The control group was exposed exclusively to the standard fare of Alcoholics Anonymous, i.e. "once an alcoholic, always an alcoholic," vis-a-vis the test group that rejected the aforementioned tenet of Alcoholics Anonymous and instead embraced the concept that they could and did change, and therefore, "recovered." The results were nothing short of astounding: the control group achieved less than a 10% abstinence rate, while the test group achieved a 75% abstinence rate, for the same length of time. Inasmuch as neither of these studies relied on self-reporting, but relied solely on clandestine firsthand observation, the results are thought to be far more reliable than any other study ever conducted.
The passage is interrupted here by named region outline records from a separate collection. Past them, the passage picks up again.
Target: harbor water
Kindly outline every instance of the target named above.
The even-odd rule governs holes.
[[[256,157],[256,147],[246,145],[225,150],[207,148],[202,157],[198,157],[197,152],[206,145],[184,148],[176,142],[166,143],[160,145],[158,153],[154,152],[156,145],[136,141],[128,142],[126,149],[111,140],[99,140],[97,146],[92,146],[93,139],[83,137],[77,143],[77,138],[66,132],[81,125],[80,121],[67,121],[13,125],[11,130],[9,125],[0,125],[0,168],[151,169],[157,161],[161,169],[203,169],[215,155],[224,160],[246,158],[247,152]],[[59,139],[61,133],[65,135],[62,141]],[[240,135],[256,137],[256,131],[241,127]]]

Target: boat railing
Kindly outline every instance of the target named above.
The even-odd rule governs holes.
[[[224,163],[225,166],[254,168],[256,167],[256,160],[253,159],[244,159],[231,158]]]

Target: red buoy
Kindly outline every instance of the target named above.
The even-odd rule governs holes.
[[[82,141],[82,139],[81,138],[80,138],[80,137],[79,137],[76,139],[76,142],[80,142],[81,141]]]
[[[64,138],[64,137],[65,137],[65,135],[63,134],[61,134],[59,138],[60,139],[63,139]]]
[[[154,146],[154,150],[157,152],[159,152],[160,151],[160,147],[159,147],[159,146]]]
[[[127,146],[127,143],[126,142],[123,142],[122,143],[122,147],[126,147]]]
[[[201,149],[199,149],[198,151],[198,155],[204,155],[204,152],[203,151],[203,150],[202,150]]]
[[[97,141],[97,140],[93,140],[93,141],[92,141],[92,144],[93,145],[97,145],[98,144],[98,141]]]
This would have been a great story but for the lack of understanding by the researchers as to what they had discovered. The researchers concluded that the positive message that one could recover from the fraudulent condition known as "alcoholism" was true. At the time, what had really happened lingered in obscurity and would remain there for many years. Simply put, unbeknownst to the researchers at the time, these subjects were beginning to understand their wants and desires, their free will and autonomy, (the three inherent human attributes described in Cognitive Behavioral Learning) resulting in a new way of thinking about themselves and their environment. Fortuitously, these first two studies set the researchers on a course that led to real solutions for problems with substance use, along with solutions for most other unwanted habitual behaviors (including most "mental illnesses"). But this path to Cognitive Behavioral Learning, which would eventually be understood fully in 2015, was a long and circuitous one fraught with dead ends, misunderstandings and utter frustration. Nonetheless, the researchers ventured forward bolstered by the possibility that they may have successfully broken through into a whole new paradigm.